In poche settimane, abbiamo assistito alla rivelazione da parte del primo ministro Papandreu del debito «reale» della Grecia, manipolato dal suo predecessore con l'aiuto di Goldmann Sachs; all'annuncio della possibilità che il suo Paese non ce la faccia a pagare i nuovi interessi sul debito, brutalmente moltiplicati; all'imposizione alla Grecia di un piano di austerità selvaggio, come contropartita del prestito europeo. Poi l'«abbassamento del voto» della Spagna e del Portogallo, la minaccia dell'implosione dell'euro, la creazione di un fondo di aiuto europeo di 750 miliardi (su richiesta, in particolare, degli Stati uniti). Infine, la decisione della Bce, in contraddizione con il suo statuto, di acquisire delle obbligazioni statali, e l'adozione di politiche di rigore in una decina di paesi.
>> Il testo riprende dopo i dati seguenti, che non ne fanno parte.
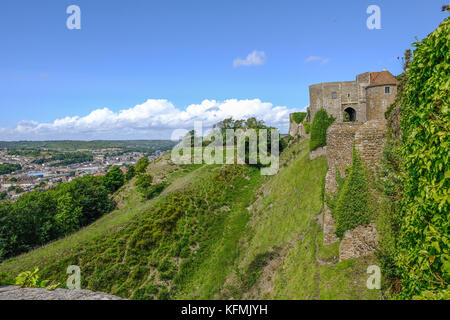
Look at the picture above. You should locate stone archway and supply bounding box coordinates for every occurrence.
[344,107,356,122]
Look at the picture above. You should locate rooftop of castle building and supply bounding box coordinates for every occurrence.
[370,70,397,86]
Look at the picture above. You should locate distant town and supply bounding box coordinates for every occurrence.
[0,143,178,200]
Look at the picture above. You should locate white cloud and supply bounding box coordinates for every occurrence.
[233,50,267,68]
[0,99,299,140]
[305,56,331,64]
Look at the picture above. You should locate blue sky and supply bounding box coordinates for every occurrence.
[0,0,448,140]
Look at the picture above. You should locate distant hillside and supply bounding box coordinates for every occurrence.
[0,140,379,299]
[0,140,176,151]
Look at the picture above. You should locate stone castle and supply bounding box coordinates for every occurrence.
[309,70,397,122]
[289,70,397,260]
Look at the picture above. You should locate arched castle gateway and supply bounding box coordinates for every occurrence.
[309,70,397,122]
[289,70,397,260]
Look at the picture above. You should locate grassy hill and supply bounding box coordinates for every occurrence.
[0,140,379,299]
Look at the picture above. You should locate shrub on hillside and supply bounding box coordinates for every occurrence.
[334,148,372,239]
[103,166,125,193]
[309,109,335,151]
[292,112,306,124]
[397,18,450,298]
[135,157,149,173]
[303,121,311,134]
[0,175,114,261]
[125,164,136,181]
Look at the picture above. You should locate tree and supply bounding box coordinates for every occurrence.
[135,174,153,193]
[125,164,136,181]
[396,18,450,298]
[55,193,83,235]
[135,157,149,173]
[309,109,335,151]
[103,166,125,193]
[334,147,371,239]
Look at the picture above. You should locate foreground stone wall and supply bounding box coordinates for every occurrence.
[289,113,309,138]
[355,120,387,169]
[323,120,387,261]
[325,122,362,193]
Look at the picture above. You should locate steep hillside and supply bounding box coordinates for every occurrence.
[0,140,378,299]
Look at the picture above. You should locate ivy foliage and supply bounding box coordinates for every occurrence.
[328,148,372,239]
[397,18,450,298]
[309,109,335,151]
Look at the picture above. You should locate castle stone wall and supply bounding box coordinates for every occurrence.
[366,85,397,121]
[355,120,387,169]
[309,81,358,121]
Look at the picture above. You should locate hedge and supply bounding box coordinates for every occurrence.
[309,109,335,151]
[397,18,450,299]
[333,147,372,239]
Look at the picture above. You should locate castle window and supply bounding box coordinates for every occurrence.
[344,108,356,122]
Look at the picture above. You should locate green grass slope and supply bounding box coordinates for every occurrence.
[0,140,378,299]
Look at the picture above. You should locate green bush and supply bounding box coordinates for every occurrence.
[135,157,149,173]
[103,166,125,193]
[134,174,153,195]
[292,112,306,124]
[303,121,311,134]
[146,182,166,200]
[125,164,136,181]
[309,109,335,151]
[334,148,372,239]
[397,18,450,299]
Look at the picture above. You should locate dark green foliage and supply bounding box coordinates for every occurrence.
[330,148,372,239]
[135,157,149,173]
[134,174,153,196]
[0,272,14,286]
[303,121,311,133]
[397,18,450,298]
[125,164,136,181]
[0,163,22,175]
[103,166,125,193]
[309,109,335,151]
[146,182,166,200]
[24,165,260,299]
[292,112,306,124]
[0,176,114,260]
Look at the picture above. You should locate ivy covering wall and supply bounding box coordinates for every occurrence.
[396,18,450,298]
[309,109,335,151]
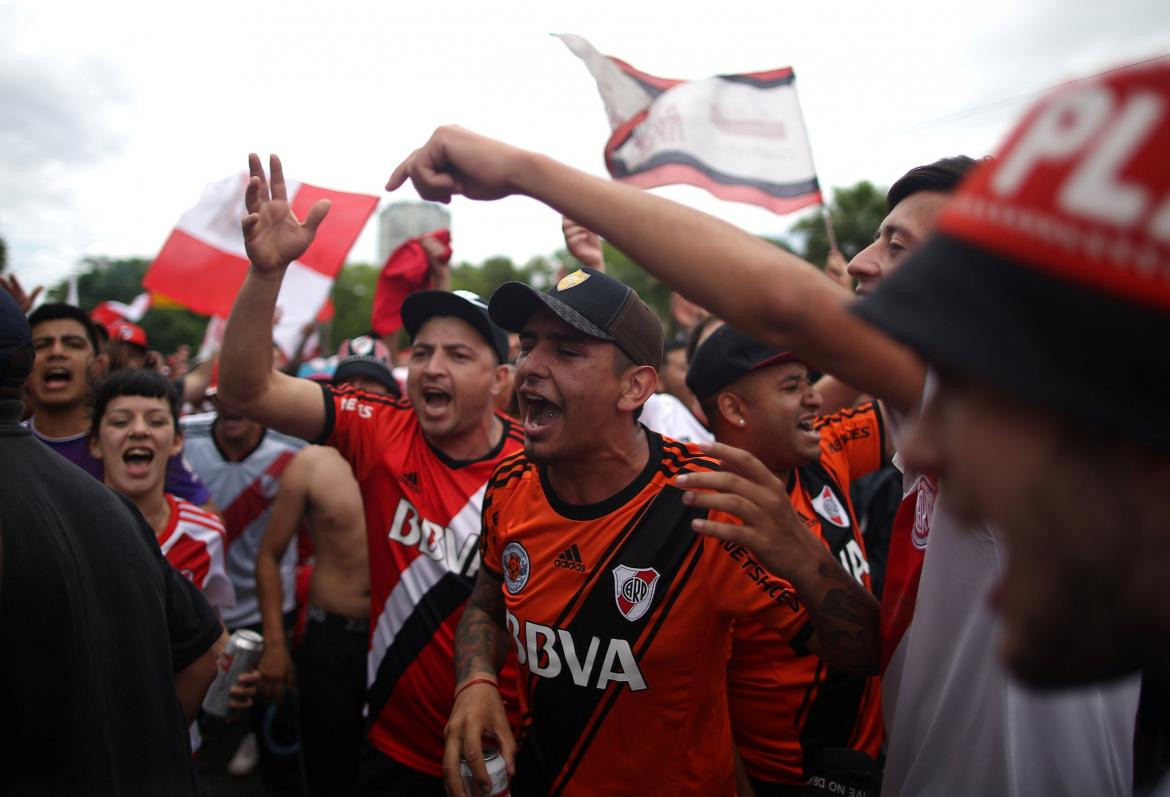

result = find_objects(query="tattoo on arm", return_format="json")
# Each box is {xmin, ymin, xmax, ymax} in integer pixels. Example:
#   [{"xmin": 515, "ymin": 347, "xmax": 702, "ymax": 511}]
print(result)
[
  {"xmin": 806, "ymin": 562, "xmax": 881, "ymax": 673},
  {"xmin": 455, "ymin": 566, "xmax": 508, "ymax": 683}
]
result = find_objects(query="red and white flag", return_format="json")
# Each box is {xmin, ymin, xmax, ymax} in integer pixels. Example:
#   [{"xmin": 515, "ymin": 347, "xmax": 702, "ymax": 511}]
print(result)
[
  {"xmin": 558, "ymin": 34, "xmax": 821, "ymax": 213},
  {"xmin": 143, "ymin": 173, "xmax": 378, "ymax": 355}
]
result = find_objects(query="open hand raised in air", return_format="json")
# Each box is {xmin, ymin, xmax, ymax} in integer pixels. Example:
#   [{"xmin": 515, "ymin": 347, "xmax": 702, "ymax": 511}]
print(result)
[{"xmin": 243, "ymin": 153, "xmax": 329, "ymax": 274}]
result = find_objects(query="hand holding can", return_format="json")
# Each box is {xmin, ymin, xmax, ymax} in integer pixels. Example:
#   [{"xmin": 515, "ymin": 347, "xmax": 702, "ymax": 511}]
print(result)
[{"xmin": 204, "ymin": 628, "xmax": 264, "ymax": 719}]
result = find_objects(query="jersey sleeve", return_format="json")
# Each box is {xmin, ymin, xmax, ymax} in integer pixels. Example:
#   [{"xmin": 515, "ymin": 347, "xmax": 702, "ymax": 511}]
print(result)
[
  {"xmin": 163, "ymin": 452, "xmax": 212, "ymax": 507},
  {"xmin": 703, "ymin": 513, "xmax": 812, "ymax": 655},
  {"xmin": 817, "ymin": 401, "xmax": 886, "ymax": 487},
  {"xmin": 314, "ymin": 384, "xmax": 413, "ymax": 481},
  {"xmin": 200, "ymin": 528, "xmax": 235, "ymax": 609}
]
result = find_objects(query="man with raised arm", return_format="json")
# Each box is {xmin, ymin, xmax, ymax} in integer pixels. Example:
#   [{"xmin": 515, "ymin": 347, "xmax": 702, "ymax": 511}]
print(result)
[
  {"xmin": 256, "ymin": 348, "xmax": 397, "ymax": 795},
  {"xmin": 387, "ymin": 128, "xmax": 1137, "ymax": 795},
  {"xmin": 443, "ymin": 269, "xmax": 878, "ymax": 795},
  {"xmin": 220, "ymin": 156, "xmax": 519, "ymax": 796}
]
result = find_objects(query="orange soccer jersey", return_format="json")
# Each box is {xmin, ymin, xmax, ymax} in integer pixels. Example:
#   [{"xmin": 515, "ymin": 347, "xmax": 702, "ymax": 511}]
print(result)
[
  {"xmin": 481, "ymin": 432, "xmax": 811, "ymax": 795},
  {"xmin": 728, "ymin": 403, "xmax": 886, "ymax": 784}
]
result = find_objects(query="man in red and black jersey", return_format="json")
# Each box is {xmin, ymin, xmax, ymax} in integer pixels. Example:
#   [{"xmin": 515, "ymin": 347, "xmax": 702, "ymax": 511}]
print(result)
[
  {"xmin": 687, "ymin": 324, "xmax": 890, "ymax": 797},
  {"xmin": 443, "ymin": 268, "xmax": 878, "ymax": 795},
  {"xmin": 219, "ymin": 156, "xmax": 521, "ymax": 795}
]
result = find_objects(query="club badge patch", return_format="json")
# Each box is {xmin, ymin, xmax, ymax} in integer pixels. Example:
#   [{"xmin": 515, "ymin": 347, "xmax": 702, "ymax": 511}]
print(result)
[
  {"xmin": 500, "ymin": 542, "xmax": 531, "ymax": 595},
  {"xmin": 812, "ymin": 487, "xmax": 849, "ymax": 529},
  {"xmin": 613, "ymin": 564, "xmax": 659, "ymax": 623}
]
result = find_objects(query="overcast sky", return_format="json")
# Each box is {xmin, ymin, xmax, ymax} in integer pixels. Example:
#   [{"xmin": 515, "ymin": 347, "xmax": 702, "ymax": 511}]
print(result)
[{"xmin": 0, "ymin": 0, "xmax": 1170, "ymax": 292}]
Ce n'est qu'un début, non è che l'inizio, poiché questi nuovi episodi di una crisi apertasi due anni fa con il crollo dei crediti immobiliari statunitensi ne prefigurano altri. Dimostrano che il rischio di crac persiste o addirittura aumenta, alimentato da una massa enorme di titoli «spazzatura», accumulata nel corso del decennio precedente grazie ai consumi a credito, alla trasformazione dei titoli dubbiosi e dei credit default swaps in prodotti finanziari, oggetto di speculazione a breve. Il tormentone dei crediti dubbiosi continua, e gli stati sono in affanno. La speculazione investe ormai le monete e il debito pubblico. L'euro rappresenta oggi l'anello debole di questa catena, e trascina l'Europa. Le conseguenze saranno devastanti.
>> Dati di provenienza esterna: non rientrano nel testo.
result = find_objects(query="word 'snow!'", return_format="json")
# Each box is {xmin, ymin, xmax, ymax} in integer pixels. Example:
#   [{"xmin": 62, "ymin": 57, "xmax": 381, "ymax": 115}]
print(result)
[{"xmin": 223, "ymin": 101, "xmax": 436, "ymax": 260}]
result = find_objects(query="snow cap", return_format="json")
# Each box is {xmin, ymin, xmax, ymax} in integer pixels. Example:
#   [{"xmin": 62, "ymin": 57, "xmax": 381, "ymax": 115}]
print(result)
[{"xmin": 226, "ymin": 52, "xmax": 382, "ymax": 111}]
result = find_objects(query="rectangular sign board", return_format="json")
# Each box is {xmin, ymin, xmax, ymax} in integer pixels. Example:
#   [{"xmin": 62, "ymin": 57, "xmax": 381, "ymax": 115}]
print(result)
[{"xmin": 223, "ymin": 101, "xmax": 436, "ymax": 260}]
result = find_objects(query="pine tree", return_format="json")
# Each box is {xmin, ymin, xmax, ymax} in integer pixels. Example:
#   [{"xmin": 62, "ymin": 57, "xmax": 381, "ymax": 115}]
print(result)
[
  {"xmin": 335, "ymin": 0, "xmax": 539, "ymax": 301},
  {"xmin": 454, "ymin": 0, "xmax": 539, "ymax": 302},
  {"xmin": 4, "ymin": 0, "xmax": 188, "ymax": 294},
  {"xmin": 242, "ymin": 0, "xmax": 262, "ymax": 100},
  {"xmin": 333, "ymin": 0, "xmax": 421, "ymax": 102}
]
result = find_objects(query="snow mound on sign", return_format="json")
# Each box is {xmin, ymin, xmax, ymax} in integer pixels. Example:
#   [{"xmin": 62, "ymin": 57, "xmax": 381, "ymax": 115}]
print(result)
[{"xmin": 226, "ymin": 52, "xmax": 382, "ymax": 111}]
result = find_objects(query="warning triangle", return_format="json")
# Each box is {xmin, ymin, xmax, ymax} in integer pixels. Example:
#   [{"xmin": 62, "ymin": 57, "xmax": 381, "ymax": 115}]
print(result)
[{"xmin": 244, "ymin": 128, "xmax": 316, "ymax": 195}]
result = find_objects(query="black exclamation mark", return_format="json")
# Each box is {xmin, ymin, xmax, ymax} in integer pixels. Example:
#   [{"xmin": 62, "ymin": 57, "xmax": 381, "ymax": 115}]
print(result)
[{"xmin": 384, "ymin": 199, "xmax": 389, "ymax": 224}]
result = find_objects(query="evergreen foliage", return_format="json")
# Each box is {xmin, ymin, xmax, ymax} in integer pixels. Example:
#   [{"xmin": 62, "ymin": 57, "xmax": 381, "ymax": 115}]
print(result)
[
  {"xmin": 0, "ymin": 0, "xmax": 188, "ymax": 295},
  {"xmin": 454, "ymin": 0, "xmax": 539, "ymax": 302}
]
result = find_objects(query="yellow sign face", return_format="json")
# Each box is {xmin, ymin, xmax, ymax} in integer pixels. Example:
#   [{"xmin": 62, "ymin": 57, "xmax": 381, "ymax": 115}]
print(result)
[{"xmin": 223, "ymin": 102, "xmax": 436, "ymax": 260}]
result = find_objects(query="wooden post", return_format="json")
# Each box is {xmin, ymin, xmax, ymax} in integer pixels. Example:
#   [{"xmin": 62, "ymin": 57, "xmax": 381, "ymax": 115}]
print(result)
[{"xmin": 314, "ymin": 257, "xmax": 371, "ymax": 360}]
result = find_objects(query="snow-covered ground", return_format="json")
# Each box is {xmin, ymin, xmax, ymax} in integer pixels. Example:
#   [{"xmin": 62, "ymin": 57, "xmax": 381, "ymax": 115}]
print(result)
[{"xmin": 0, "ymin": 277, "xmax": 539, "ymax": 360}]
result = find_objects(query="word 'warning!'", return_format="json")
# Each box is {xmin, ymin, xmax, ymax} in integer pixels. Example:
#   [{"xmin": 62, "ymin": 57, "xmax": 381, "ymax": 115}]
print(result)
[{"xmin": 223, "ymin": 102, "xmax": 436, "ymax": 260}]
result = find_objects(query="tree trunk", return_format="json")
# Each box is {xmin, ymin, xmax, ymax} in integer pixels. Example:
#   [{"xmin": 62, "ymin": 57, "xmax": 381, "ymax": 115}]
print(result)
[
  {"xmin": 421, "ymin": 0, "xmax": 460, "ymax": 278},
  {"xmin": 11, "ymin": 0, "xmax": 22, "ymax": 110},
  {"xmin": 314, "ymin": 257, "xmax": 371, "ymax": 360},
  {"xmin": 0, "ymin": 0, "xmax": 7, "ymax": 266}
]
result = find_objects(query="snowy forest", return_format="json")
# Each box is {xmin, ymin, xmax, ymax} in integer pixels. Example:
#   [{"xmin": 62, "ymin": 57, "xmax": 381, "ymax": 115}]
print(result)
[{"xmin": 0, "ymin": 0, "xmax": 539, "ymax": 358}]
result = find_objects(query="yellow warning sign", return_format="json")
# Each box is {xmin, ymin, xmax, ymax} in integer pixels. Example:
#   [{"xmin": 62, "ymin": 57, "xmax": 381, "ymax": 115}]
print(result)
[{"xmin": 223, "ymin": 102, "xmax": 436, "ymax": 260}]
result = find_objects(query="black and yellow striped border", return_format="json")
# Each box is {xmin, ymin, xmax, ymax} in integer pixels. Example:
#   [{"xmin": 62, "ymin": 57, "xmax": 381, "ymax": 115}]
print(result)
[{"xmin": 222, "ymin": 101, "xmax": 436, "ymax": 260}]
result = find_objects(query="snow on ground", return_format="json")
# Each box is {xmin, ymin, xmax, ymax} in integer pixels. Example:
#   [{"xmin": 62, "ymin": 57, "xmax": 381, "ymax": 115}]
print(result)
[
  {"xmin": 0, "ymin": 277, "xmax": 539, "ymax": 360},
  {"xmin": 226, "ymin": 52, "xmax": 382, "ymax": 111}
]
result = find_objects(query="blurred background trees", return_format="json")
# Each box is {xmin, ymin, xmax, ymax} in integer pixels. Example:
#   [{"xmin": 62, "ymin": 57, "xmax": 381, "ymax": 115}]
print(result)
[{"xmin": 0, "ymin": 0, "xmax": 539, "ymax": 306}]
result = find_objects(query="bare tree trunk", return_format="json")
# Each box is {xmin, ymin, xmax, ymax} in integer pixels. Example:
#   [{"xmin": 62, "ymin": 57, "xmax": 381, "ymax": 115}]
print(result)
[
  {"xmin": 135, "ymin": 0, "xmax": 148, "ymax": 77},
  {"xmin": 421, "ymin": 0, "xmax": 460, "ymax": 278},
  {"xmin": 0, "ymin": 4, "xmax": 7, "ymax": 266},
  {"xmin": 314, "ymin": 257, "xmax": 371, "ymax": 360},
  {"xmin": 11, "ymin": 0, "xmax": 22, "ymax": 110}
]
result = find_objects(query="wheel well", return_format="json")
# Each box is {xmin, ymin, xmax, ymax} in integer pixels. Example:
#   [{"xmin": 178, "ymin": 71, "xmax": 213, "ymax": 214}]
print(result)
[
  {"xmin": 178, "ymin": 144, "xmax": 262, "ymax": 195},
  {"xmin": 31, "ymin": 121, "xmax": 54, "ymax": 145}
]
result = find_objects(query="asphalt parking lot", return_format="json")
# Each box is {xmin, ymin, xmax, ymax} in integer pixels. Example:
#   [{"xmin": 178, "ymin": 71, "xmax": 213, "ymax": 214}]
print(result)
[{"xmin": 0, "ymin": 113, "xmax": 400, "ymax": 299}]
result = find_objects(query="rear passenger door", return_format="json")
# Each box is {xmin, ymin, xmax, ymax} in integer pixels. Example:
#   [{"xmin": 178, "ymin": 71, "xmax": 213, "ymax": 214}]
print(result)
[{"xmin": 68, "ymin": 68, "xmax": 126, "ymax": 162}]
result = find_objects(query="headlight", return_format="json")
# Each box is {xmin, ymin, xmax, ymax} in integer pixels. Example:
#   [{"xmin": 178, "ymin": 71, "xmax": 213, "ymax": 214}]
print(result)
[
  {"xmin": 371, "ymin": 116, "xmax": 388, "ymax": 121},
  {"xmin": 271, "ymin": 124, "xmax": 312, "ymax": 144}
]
I greci hanno ragione a rivoltarsi
Prima conseguenza della crisi e della «medicina» che le è stata applicata: la rabbia della popolazione greca. Hanno torto a rifiutare di assumersi le proprie responsabilità? Hanno ragione a denunciare una «punizione collettiva»? Indipendentemente dalle provocazioni criminali che l'hanno viziata, questa rabbia si giustifica per almeno tre motivi. L'imposizione dell'austerità è stata accompagnata da una stigmatizzazione delirante del popolo greco, considerato colpevole per la corruzione e le menzogne della sua classe politica, di cui (qui come altrove) approfittano ampiamente i più ricchi (in particolare sotto la forma dell'evasione fiscale). L'austerità, ancora una volta, è stata imposta rovesciando gli impegni elettorali del governo, al di fuori di qualsiasi dibattito democratico. Infine, abbiamo visto l'Europa applicare al suo interno non delle procedure di solidarietà, ma le regole leonine del Fondo monetario internazionale, che mirano a proteggere i crediti delle banche, mentre annunciano una prevedibile recessione senza fine per il paese. Gli economisti, su queste basi, concordano nel pronosticare un default certo del tesoro greco, un contagio della crisi e un'esplosione del tasso di disoccupazione, soprattutto se le stesse regole verranno applicate ad altri paesi virtualmente in fallimento stando alle «notazioni» del mercato, come reclamano ad alta voce i difensori dell'«ortodossia».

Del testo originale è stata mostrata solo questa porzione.